Quando a Toho lançou Godzilla: Final Wars, em 2004, havia uma promessa de que o aniversário de meio século do monstro deveria marcar o fim de um tipo específico de narrativa para o personagem. No filme de Ryuhei Kitamura, o kaiju passa duas horas enfrentando uma dezena de rivais, com diversas participações especiais e referências ao legado da franquia, iniciada em 1954. Era uma despedida, que encerrava um longo carnaval de luta-livre que marcou a carreira do gigante lagarto.

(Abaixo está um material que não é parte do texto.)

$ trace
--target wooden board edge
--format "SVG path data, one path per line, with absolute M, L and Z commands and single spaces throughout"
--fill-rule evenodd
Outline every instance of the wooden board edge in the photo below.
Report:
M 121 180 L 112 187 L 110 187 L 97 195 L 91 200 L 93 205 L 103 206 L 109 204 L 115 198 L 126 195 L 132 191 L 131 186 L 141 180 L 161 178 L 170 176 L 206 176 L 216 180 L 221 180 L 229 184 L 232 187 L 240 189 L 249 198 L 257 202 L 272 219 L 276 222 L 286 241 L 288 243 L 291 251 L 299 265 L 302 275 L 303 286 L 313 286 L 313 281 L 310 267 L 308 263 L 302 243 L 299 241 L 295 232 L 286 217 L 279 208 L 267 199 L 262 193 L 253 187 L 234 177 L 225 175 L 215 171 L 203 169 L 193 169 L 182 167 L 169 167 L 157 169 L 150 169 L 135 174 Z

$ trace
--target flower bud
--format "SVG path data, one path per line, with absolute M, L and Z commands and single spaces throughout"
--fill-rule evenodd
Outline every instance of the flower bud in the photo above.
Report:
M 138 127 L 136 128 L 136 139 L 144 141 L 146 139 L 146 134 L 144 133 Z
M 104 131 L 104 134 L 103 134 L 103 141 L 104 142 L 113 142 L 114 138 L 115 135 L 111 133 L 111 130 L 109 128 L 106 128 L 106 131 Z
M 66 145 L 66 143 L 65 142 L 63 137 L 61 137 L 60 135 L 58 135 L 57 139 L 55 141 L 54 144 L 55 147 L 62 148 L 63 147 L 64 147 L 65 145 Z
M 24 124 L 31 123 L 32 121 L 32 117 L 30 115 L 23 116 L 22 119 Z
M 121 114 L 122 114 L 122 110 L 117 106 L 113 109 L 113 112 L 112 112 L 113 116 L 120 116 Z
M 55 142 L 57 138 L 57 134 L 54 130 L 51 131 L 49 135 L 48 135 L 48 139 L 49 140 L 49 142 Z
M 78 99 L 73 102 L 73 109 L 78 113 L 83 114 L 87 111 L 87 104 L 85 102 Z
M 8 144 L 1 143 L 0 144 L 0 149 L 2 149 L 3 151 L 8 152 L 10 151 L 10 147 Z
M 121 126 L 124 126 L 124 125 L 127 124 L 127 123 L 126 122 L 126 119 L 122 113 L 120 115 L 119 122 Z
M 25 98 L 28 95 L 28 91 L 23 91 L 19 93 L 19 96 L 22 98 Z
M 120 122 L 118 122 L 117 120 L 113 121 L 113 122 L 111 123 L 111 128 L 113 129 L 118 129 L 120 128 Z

Desde então, Godzilla se tornou protagonista de uma ambiciosa franquia-pipoca nos Estados Unidos pelas mãos da Legendary Pictures, mas só deu as caras duas vezes no cinema japonês. A primeira em 2016, em Shin Godzilla, ao se reconectar com suas raízes alegóricas em uma trama repleta de ironias políticas e imagens que ecoavam a tragédia de Fukushima, em 2011 – quando um terremoto, seguido por um tsunami, provocou um desastre nuclear.
A segunda no fim do ano passado, em Godzilla Minus One, dirigido por Takashi Yamazaki. A obra, que marca o aniversário de 70 anos do clássico de Ishirô Honda, também usa da metáfora para discutir o papel da Segunda Guerra Mundial na história do Japão.
O filme começa quando o piloto kamikase Koichi Shikishima, vivido por Ryunosuke Kamiki, finge que o próprio avião está com defeito para fugir da função militar [suicida]. Ele faz uma parada em uma ilha, para reparos, e o local é atacado por Godzilla. Quando cobrado para que atire contra o monstro, o sujeito entra em pânico e ele se torna um dos únicos sobreviventes.
“É nessa jornada de conexão do personagem, com o mundo e com sua nova família, que reside grande parte da força emocional do filme.“
De volta a Tóquio, Shikishima precisa lidar com a destruição da cidade, a morte dos pais e a dupla vergonha por abandonar a guerra e assistir à morte dos trabalhadores da ilha. Na cidade, encontra uma mulher e uma criança, que acolhe em sua casa enquanto tenta viver nessa nova realidade.
É nessa jornada de conexão do personagem, com o mundo e com sua nova família, que reside grande parte da força emocional do filme. Yamazaki, que também assina o roteiro, retorna ao coração do cinema kaiju e faz um filme sobre sobrevivência do próprio pós-guerra.
Na cena em que Tóquio é dizimada por Godzilla no original de 1954 há um corte para uma criança, que chora sozinha durante o ataque. Em vários sentidos, Minus One é uma extensão desse momento. É uma narrativa que se importa com os laços que o espectador cria com os personagens humanos e está interessado na gravidade do gênero.
É um raro blockbuster catástrofe, que entrega mais emoção com a vida do que com a destruição. E olha que aqui estão algumas das melhores cenas de ataque kaiju já criadas pelo cinema – não por acaso, fez história ao ser indicado ao Oscar de Melhores Efeitos Visuais neste ano.